A low-frequency hum began pulsing through the data stream—soft, rhythmic, unnatural.
"Ira," Nam called out, narrowing his eyes. "That noise. Source?"
The AI's voice responded, calm as ever. "Unknown origin. Matching no known signatures in the database."
The signal repeated. And then repeated again.
Nam leaned forward. "Amplify. Run it through ancient signal translation protocols. Cross-reference with all known languages—human and non-human."
There was a pause. Then Ira's voice wavered slightly, as if hesitating. "Decoded message reads: 'We have opened. You are late.'"
Nam froze.
He stared at the terminal, his pulse suddenly quickening. He had studied hundreds of signals during his political-military career. None ever sounded like this. This was no accident, no glitch. This was intelligent. This was deliberate.
He immediately began pulling records—tracking the origin of the signal. The data trail was faint, distorted, but traceable. It led to one place: G-Delta 7.

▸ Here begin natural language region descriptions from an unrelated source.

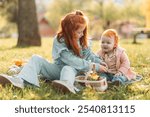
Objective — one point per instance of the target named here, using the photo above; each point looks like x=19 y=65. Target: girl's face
x=79 y=32
x=107 y=44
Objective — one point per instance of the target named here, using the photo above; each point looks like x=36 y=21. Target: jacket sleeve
x=125 y=63
x=78 y=63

A black hole known as the "Mute Eye" by fringe scientists. A region where time distorted, where gravity collapsed all certainty—and where no signal should ever escape.

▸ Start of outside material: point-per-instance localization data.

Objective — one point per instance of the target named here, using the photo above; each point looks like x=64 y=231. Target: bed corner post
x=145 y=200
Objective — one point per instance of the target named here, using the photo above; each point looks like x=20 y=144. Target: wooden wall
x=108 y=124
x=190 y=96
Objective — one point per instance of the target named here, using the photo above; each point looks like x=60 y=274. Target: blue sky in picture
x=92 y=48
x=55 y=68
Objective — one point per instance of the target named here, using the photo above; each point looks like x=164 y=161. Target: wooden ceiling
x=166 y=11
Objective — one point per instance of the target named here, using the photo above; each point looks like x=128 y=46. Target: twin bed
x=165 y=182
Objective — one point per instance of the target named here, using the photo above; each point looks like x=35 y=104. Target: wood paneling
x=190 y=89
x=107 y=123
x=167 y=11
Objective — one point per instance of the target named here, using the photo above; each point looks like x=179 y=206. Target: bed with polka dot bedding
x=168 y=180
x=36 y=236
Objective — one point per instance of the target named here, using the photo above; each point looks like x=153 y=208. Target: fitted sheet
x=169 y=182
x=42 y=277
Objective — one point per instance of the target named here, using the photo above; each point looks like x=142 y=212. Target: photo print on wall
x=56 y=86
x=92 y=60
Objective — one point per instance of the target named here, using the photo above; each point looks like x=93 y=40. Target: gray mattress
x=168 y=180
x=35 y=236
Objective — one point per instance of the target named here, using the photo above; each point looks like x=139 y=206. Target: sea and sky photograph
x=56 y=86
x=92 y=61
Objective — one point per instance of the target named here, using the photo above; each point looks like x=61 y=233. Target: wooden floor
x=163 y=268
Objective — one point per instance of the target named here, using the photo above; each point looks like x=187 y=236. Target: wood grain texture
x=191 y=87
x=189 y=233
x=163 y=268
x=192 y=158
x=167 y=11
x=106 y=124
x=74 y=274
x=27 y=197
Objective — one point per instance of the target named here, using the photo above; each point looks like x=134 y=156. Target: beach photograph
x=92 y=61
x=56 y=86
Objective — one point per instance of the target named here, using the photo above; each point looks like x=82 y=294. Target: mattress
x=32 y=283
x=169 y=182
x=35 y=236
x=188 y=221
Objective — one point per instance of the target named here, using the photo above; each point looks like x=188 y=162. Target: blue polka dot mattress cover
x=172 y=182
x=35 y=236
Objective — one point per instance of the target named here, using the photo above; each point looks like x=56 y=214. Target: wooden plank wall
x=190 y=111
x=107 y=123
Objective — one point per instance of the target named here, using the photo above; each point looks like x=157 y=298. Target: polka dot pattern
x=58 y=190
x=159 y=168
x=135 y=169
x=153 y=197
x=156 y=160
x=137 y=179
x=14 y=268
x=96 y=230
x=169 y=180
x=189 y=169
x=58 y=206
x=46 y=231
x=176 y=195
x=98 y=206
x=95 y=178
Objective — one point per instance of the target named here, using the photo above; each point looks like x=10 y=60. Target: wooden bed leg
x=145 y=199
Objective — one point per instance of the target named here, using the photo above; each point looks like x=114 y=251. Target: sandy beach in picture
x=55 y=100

Nam sat back, stunned. "This can't be real," he muttered. "No data should come from G-Delta 7. Nothing comes out of a singularity..."
But here it was.
For years, the Galactic Council had dismissed G-Delta 7 as a curiosity. Unstable, inaccessible, and unprofitable. It wasn't worth military or scientific interest—until now.

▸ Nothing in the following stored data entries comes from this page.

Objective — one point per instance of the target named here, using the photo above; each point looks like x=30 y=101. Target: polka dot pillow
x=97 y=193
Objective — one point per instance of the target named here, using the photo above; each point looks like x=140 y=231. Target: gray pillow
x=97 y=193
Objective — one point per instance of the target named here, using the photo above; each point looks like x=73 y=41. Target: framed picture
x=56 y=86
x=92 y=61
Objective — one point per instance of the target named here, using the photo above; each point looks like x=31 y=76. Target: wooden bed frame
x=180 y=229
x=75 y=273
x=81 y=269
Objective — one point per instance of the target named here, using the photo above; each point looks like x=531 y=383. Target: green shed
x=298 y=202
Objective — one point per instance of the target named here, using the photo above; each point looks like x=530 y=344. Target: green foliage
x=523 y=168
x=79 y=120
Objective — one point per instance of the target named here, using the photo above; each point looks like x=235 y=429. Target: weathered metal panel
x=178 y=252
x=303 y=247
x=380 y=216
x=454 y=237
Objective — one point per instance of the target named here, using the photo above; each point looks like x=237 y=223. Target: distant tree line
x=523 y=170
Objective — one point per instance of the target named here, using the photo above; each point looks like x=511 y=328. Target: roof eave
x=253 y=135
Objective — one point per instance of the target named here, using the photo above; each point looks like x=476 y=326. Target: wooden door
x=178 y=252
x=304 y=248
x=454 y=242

Nam knew he had to contact someone. Someone who wouldn't laugh. Someone who had the intelligence to understand what this meant.
He sent an encrypted message to Nguyễn Thị Ái Lan, the astrophysicist who had once predicted that dark matter could interact with quantum signals under extremely rare gravitational conditions. Her theories were dismissed back then—too speculative. But now? They might be the only explanation.
Aboard the research cruiser Helix Arc, Ái Lan's screen lit up with the incoming message. The sender: Trần Hoàng Nam.
She hesitated. She hadn't spoken to him since the political collapse. Many thought he had died. Others assumed he had gone insane.
She opened the file and read the decoded message. Her heart skipped a beat.
"We have opened. You are late."
Ái Lan whispered, "No... It's not possible."
But the signature was unmistakable. The gravitational fluctuations around G-Delta 7 matched her early models. Something was there.
She quickly rerouted her cruiser's path. Destination: Raloen Orbit.
Back on Station V-12, Nam had begun decoding more of the signal. There were patterns—mathematical structures buried within the audio spectrum. Fractal harmonics. Quantum key patterns. Coordinates?
It was more than a message.
It was an invitation.
But others had noticed the signal too.
At a remote base on the icy moon Serex, General Bùi Hữu Hoàng of the Stellar Dominion stared at the same message. His scientists had confirmed it—G-Delta 7 was no longer silent.
Hoàng smiled coldly. "Prepare the fleet. If the universe has opened a door... we will be the first to walk through."